T. Rowe Price says plodding sector is perking up, thanks to renewables.

Want a hot stock tip on an up-and-comer? That would be utilities. You know, the stodgy electric companies that live in a tangle of state regulation and don’t deliver blow-out earnings growth.

But utilities, an extremely underappreciated sector, are the contrarian pick of T. Rowe Price, the giant asset manager. In a news briefing in New York on Tuesday, portfolio manager David Giroux made a fascinating case for why utilities will be the star of the future, involving renewable energy sources and their rapidly improving technology.

The standard view of utilities’ future is that they will gradually get rid of coal-fired plants in favor of natural gas, which is cheaper and cleaner-burning. Not much excitement there.

The market agrees. Among the 11 S&P 500 sectors, utilities rank as No. 9 in terms of total return thus far in 2019, according to Yardeni Research. Up to now, it has generated 18.5% year to date, which isn’t shabby, unless you compare it to others. The S&P 500 overall averages 24.5%. The biggest winner is information technology, at 40.9%. The only two worse than utilities are health care (12.1%), burdened with political pressures, and energy (2.5%), suffering from lower oil prices.

Utilities have long been treated as a bond substitute, owing to their relatively fat payouts.

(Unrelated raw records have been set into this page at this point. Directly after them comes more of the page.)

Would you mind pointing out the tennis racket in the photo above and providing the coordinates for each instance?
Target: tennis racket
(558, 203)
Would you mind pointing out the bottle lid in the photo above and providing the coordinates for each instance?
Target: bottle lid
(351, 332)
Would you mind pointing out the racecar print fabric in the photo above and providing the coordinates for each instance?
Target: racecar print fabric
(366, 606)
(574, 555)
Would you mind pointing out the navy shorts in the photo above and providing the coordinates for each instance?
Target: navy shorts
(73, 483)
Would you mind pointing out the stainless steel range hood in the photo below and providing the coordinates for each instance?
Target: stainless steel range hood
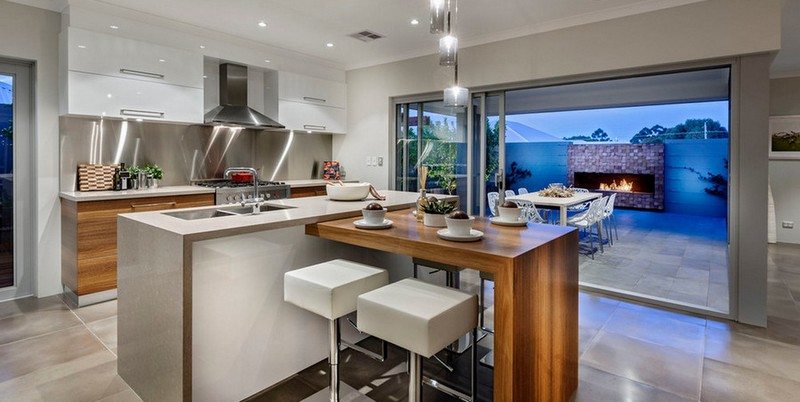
(233, 109)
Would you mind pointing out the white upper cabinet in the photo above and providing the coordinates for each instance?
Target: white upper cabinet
(314, 118)
(300, 88)
(105, 75)
(94, 52)
(311, 104)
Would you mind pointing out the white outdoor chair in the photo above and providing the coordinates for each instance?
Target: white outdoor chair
(589, 219)
(608, 216)
(579, 207)
(492, 197)
(530, 212)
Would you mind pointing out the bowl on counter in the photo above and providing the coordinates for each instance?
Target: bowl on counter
(347, 191)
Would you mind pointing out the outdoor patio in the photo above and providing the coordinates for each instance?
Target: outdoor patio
(677, 257)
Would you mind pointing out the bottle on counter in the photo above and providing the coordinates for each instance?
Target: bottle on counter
(124, 177)
(422, 202)
(116, 180)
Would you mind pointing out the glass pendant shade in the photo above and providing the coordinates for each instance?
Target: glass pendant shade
(437, 16)
(456, 96)
(448, 48)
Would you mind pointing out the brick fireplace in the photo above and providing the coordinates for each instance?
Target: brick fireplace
(635, 172)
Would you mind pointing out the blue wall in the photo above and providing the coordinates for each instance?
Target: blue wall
(547, 162)
(685, 192)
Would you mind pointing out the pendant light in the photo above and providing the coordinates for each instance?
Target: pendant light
(456, 96)
(437, 16)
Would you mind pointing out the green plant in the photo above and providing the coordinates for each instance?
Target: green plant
(439, 207)
(154, 170)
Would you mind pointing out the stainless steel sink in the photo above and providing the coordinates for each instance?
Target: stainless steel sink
(223, 211)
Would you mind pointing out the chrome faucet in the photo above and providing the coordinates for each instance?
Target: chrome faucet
(256, 195)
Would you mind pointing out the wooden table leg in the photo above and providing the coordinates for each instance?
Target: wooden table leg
(536, 324)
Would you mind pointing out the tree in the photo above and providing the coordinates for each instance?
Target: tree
(598, 135)
(690, 129)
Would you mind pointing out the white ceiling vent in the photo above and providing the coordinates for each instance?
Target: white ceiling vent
(367, 36)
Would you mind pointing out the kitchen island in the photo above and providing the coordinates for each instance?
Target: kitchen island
(201, 313)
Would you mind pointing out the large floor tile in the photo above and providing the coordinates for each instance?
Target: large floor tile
(27, 356)
(728, 383)
(597, 385)
(762, 355)
(30, 317)
(666, 368)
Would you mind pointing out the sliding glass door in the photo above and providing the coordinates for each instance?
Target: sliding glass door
(432, 139)
(15, 113)
(653, 148)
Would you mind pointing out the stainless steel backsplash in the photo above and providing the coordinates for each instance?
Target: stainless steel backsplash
(189, 152)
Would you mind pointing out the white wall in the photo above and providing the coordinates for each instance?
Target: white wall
(785, 175)
(708, 30)
(31, 34)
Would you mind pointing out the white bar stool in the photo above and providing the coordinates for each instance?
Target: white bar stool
(423, 319)
(330, 289)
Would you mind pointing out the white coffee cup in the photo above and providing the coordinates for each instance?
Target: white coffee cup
(373, 217)
(509, 214)
(459, 227)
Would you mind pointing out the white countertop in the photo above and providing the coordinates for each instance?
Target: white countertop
(305, 211)
(312, 182)
(79, 196)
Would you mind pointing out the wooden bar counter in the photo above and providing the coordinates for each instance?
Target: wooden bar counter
(536, 294)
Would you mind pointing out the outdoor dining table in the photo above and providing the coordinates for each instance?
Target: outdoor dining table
(561, 203)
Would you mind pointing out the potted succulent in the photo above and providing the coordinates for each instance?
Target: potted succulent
(435, 212)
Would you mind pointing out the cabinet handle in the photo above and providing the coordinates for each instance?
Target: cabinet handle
(141, 113)
(312, 99)
(141, 73)
(167, 205)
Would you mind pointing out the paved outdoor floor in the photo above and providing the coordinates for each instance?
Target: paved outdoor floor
(681, 258)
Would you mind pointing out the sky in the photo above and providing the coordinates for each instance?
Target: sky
(621, 124)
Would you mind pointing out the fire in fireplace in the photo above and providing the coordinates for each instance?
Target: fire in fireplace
(616, 182)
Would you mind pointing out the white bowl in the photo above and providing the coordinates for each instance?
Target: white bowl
(373, 217)
(347, 191)
(459, 227)
(509, 214)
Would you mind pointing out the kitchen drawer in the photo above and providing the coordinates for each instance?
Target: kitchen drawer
(102, 95)
(98, 53)
(302, 192)
(304, 89)
(308, 117)
(89, 237)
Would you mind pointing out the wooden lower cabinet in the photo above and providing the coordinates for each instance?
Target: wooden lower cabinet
(89, 237)
(301, 192)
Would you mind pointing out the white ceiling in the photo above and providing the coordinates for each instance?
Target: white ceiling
(788, 61)
(306, 26)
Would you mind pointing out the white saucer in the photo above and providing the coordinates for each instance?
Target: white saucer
(497, 221)
(474, 235)
(361, 224)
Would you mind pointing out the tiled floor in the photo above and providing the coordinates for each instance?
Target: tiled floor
(681, 258)
(628, 352)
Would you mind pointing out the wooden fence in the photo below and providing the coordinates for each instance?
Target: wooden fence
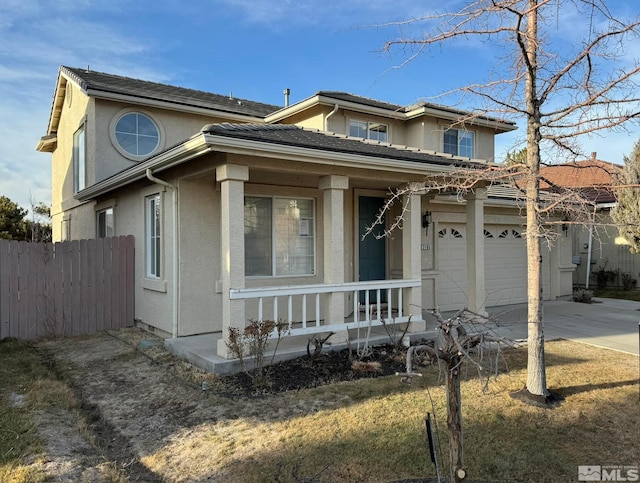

The sector’s 2.9% average dividend yield is the lushest among stocks, other than that of real estate, which has the same number. Only energy, artificially buoyed by its low denominator (i.e., its depressed stock prices), has a better yield, at 3.8%.

Utilities’ payout beats that of the benchmark 10-year Treasury note, at 1.78%. And like Treasury bonds, utilities are viewed as very safe—with the obvious exception of Pacific Gas & Electric, now mired in Chapter 11 because of claims against it for California’s deadly wildfires.

What investors miss, said T. Rowe’s Giroux, is that “the conventional wisdom about utilities is outdated.” It used to be that utilities depended upon building large plants, which enabled them to pump up power bills to cover the costs, if state regulators would let them. Unsurprisingly, new plants often suffered from huge cost overruns, which sparked the ire of the regulators. Utilities seldom increased their earnings.

But these days, Giroux argued, earnings are perking up. More important, renewable energy is getting better and cheaper, as technological advances come to solar panels and wind turbines. A lot of the current grid is growing old and needs to be replaced: Power plants generally have a 30-year lifespan, and many were built in the 1970s and 1980s. Giroux predicted that, in two decades, two-thirds of the nation’s power will come from renewables. Utilities “are no longer a rate play,” he said.